Check the monitoring under cluster_tidb → kv errors for any locks or backoffs?

| username: dba-kit | Original post link

This error is reported by the Golang driver. If it occurs during the full synchronization dump phase, check the wait_timeout of the upstream MySQL. If it occurs during incremental synchronization, check the wait_timeout parameter of the downstream TiDB. Both invalid connection and bad connection indicate that the connection in DM is normal but was unilaterally interrupted by the server (MySQL/TiDB). Investigate the parameters that might interrupt the connection.

| username: rebelsre | Original post link

| username: dba-kit | Original post link

If the error occurs during the synchronization phase, it is highly likely that the table is not updated frequently. No data is written for a period longer than wait_timeout, and when data is suddenly written, it is found that the connection has already been killed by the downstream.

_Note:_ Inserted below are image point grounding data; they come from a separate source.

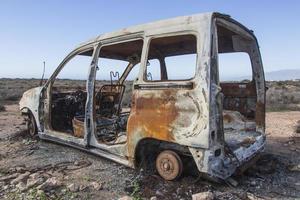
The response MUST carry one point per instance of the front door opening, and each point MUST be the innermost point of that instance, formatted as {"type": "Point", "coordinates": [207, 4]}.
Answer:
{"type": "Point", "coordinates": [68, 95]}
{"type": "Point", "coordinates": [118, 68]}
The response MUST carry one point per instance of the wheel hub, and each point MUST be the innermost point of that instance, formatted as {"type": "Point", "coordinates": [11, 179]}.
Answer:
{"type": "Point", "coordinates": [169, 165]}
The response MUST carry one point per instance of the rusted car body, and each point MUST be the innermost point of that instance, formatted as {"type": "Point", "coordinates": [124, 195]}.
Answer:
{"type": "Point", "coordinates": [219, 126]}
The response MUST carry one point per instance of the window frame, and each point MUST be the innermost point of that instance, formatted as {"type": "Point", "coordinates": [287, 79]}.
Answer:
{"type": "Point", "coordinates": [105, 43]}
{"type": "Point", "coordinates": [150, 38]}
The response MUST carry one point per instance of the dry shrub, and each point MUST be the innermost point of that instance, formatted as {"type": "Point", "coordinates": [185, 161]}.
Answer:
{"type": "Point", "coordinates": [2, 108]}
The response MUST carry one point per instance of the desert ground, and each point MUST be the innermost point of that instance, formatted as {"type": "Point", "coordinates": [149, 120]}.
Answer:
{"type": "Point", "coordinates": [31, 168]}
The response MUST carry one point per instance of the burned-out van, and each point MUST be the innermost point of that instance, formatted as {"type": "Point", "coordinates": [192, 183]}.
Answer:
{"type": "Point", "coordinates": [177, 111]}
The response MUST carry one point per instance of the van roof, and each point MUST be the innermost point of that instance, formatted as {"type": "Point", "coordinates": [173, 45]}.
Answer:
{"type": "Point", "coordinates": [157, 24]}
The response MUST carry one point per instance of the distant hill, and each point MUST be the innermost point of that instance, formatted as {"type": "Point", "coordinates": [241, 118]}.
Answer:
{"type": "Point", "coordinates": [282, 75]}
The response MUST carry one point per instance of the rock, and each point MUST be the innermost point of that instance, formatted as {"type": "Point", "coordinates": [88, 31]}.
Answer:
{"type": "Point", "coordinates": [73, 188]}
{"type": "Point", "coordinates": [96, 185]}
{"type": "Point", "coordinates": [253, 183]}
{"type": "Point", "coordinates": [232, 182]}
{"type": "Point", "coordinates": [294, 168]}
{"type": "Point", "coordinates": [251, 196]}
{"type": "Point", "coordinates": [8, 177]}
{"type": "Point", "coordinates": [126, 198]}
{"type": "Point", "coordinates": [21, 178]}
{"type": "Point", "coordinates": [50, 184]}
{"type": "Point", "coordinates": [33, 182]}
{"type": "Point", "coordinates": [203, 196]}
{"type": "Point", "coordinates": [35, 175]}
{"type": "Point", "coordinates": [159, 193]}
{"type": "Point", "coordinates": [82, 187]}
{"type": "Point", "coordinates": [5, 187]}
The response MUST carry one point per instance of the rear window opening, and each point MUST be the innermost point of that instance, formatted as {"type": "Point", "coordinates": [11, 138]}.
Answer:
{"type": "Point", "coordinates": [172, 58]}
{"type": "Point", "coordinates": [238, 90]}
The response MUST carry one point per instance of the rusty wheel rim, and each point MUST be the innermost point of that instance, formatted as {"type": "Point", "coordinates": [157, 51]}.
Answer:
{"type": "Point", "coordinates": [169, 165]}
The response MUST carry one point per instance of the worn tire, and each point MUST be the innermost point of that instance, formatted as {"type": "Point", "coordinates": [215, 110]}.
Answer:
{"type": "Point", "coordinates": [169, 165]}
{"type": "Point", "coordinates": [31, 125]}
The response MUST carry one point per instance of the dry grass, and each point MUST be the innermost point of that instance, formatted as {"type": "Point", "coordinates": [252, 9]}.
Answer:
{"type": "Point", "coordinates": [283, 95]}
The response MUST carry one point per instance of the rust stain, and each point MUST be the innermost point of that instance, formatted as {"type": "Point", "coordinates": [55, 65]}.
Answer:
{"type": "Point", "coordinates": [151, 117]}
{"type": "Point", "coordinates": [260, 114]}
{"type": "Point", "coordinates": [227, 118]}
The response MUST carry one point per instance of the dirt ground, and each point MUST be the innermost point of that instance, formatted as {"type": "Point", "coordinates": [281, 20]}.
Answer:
{"type": "Point", "coordinates": [34, 169]}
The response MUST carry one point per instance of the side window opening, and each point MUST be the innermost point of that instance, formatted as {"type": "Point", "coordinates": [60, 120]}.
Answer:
{"type": "Point", "coordinates": [235, 67]}
{"type": "Point", "coordinates": [172, 58]}
{"type": "Point", "coordinates": [68, 93]}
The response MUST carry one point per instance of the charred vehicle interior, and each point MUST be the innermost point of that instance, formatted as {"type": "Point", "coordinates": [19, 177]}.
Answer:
{"type": "Point", "coordinates": [242, 101]}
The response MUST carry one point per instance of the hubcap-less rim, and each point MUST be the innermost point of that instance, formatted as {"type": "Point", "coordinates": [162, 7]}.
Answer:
{"type": "Point", "coordinates": [169, 165]}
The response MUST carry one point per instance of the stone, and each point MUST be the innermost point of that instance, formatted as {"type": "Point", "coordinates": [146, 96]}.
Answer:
{"type": "Point", "coordinates": [73, 187]}
{"type": "Point", "coordinates": [253, 183]}
{"type": "Point", "coordinates": [251, 196]}
{"type": "Point", "coordinates": [21, 186]}
{"type": "Point", "coordinates": [126, 198]}
{"type": "Point", "coordinates": [203, 196]}
{"type": "Point", "coordinates": [34, 181]}
{"type": "Point", "coordinates": [82, 187]}
{"type": "Point", "coordinates": [50, 184]}
{"type": "Point", "coordinates": [21, 178]}
{"type": "Point", "coordinates": [96, 185]}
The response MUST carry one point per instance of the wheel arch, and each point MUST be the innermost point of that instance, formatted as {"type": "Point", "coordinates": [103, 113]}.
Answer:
{"type": "Point", "coordinates": [148, 148]}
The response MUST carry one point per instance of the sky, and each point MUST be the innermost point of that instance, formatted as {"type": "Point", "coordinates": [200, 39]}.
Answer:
{"type": "Point", "coordinates": [35, 31]}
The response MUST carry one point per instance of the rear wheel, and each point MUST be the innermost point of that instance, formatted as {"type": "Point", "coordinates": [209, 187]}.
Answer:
{"type": "Point", "coordinates": [31, 125]}
{"type": "Point", "coordinates": [169, 165]}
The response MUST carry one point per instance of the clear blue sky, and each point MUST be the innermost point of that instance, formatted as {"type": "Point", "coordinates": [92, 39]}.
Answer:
{"type": "Point", "coordinates": [34, 31]}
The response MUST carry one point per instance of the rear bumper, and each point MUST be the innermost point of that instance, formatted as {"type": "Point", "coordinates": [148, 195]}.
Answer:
{"type": "Point", "coordinates": [224, 166]}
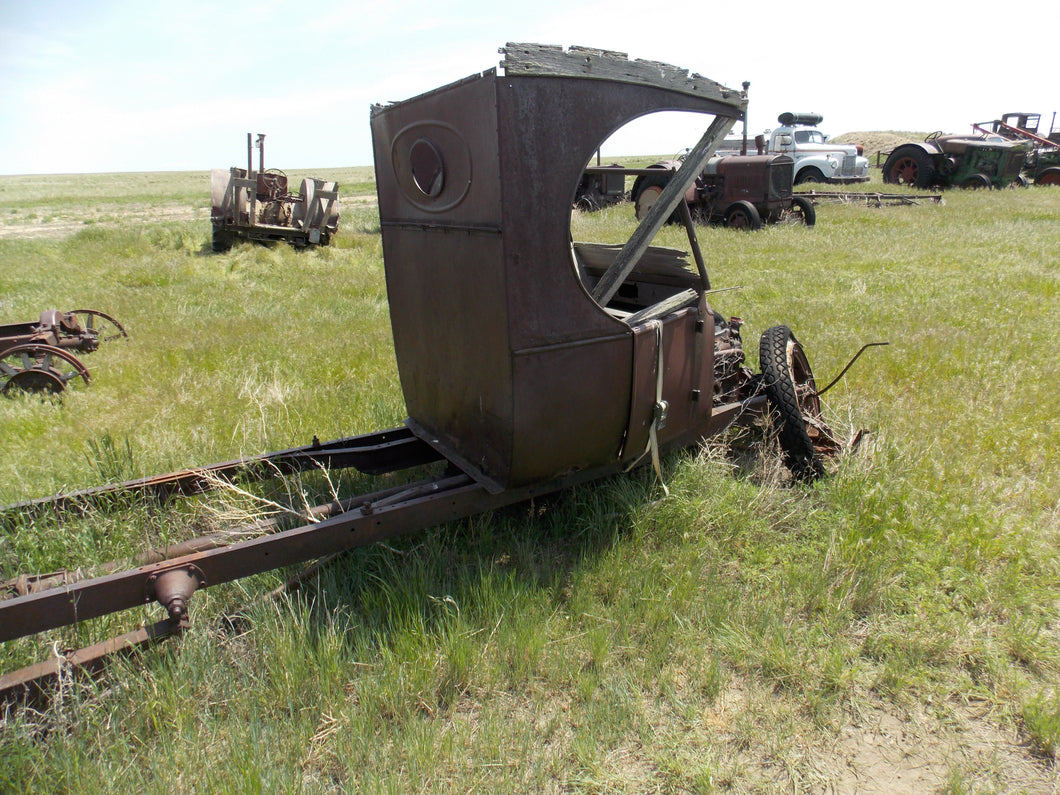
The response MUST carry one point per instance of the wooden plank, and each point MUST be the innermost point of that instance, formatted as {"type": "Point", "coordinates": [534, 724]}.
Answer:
{"type": "Point", "coordinates": [525, 58]}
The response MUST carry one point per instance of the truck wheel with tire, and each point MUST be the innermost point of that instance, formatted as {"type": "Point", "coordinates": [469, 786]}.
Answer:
{"type": "Point", "coordinates": [646, 192]}
{"type": "Point", "coordinates": [810, 174]}
{"type": "Point", "coordinates": [910, 165]}
{"type": "Point", "coordinates": [743, 215]}
{"type": "Point", "coordinates": [801, 213]}
{"type": "Point", "coordinates": [792, 392]}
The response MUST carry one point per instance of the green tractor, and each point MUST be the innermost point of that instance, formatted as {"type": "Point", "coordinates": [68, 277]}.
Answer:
{"type": "Point", "coordinates": [963, 161]}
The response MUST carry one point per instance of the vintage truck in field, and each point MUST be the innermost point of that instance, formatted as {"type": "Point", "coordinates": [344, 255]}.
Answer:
{"type": "Point", "coordinates": [816, 158]}
{"type": "Point", "coordinates": [529, 361]}
{"type": "Point", "coordinates": [740, 192]}
{"type": "Point", "coordinates": [258, 206]}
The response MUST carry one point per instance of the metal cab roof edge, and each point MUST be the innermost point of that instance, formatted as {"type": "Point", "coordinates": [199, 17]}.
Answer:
{"type": "Point", "coordinates": [508, 364]}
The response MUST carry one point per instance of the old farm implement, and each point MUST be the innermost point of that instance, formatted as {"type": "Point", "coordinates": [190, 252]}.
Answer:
{"type": "Point", "coordinates": [528, 363]}
{"type": "Point", "coordinates": [258, 205]}
{"type": "Point", "coordinates": [39, 357]}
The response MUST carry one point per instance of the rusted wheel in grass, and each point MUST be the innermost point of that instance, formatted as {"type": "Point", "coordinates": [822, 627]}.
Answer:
{"type": "Point", "coordinates": [39, 368]}
{"type": "Point", "coordinates": [792, 392]}
{"type": "Point", "coordinates": [908, 165]}
{"type": "Point", "coordinates": [743, 215]}
{"type": "Point", "coordinates": [105, 328]}
{"type": "Point", "coordinates": [1048, 176]}
{"type": "Point", "coordinates": [801, 213]}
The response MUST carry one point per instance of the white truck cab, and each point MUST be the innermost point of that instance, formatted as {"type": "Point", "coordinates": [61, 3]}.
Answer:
{"type": "Point", "coordinates": [816, 159]}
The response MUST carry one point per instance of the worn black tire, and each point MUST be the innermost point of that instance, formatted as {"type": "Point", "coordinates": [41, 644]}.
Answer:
{"type": "Point", "coordinates": [809, 174]}
{"type": "Point", "coordinates": [222, 241]}
{"type": "Point", "coordinates": [743, 215]}
{"type": "Point", "coordinates": [802, 211]}
{"type": "Point", "coordinates": [976, 182]}
{"type": "Point", "coordinates": [646, 190]}
{"type": "Point", "coordinates": [910, 164]}
{"type": "Point", "coordinates": [793, 394]}
{"type": "Point", "coordinates": [1048, 176]}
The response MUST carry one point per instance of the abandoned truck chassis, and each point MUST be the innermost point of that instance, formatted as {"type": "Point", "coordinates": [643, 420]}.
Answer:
{"type": "Point", "coordinates": [528, 363]}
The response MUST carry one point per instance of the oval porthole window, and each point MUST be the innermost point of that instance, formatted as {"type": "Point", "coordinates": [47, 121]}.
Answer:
{"type": "Point", "coordinates": [428, 171]}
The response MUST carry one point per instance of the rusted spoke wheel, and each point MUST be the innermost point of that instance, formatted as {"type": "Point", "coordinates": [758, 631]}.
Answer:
{"type": "Point", "coordinates": [905, 171]}
{"type": "Point", "coordinates": [910, 165]}
{"type": "Point", "coordinates": [103, 325]}
{"type": "Point", "coordinates": [39, 368]}
{"type": "Point", "coordinates": [792, 392]}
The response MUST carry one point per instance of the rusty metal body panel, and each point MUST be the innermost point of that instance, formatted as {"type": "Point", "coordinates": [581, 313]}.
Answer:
{"type": "Point", "coordinates": [508, 365]}
{"type": "Point", "coordinates": [38, 357]}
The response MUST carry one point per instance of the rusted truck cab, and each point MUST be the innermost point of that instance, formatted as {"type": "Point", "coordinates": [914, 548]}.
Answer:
{"type": "Point", "coordinates": [525, 356]}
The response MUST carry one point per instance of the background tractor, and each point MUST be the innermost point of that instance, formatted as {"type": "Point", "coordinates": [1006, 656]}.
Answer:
{"type": "Point", "coordinates": [964, 161]}
{"type": "Point", "coordinates": [743, 192]}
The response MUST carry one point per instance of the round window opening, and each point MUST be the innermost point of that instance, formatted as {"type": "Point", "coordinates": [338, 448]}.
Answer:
{"type": "Point", "coordinates": [428, 171]}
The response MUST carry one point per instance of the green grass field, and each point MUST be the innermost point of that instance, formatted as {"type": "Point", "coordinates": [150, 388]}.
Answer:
{"type": "Point", "coordinates": [894, 628]}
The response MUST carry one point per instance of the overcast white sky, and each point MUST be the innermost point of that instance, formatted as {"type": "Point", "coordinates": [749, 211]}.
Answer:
{"type": "Point", "coordinates": [124, 85]}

| username: TiDBer_小阿飞 | Original post link

Is your txnLock always this high? Check if there is scheduling in the PD logs.

| username: TiDBer_小阿飞 | Original post link

Just check if there is a “leader changed” during DM operation.

| username: rebelsre | Original post link

Yes, the leader node keeps refreshing, but the leader has not switched to other nodes. What impact will this have?

| username: TiDBer_小阿飞 | Original post link

If the PD node frequently changes the leader due to hot reads or hot writes caused by other factors, and the PD undergoes leader scheduling, it will cause backoff. Your DM task will be blocked or even interrupted.

| username: TiDBer_小阿飞 | Original post link

As for the reason for the lock, you need to look at the specific SQL, what other operations are happening during the same time period, or whether there are deadlock SQLs generated.
information_schema.deadlocks

| username: rebelsre | Original post link

mysql> select * from information_schema.deadlocks limit 1;
Empty set (0.00 sec)

There are no deadlocks after checking.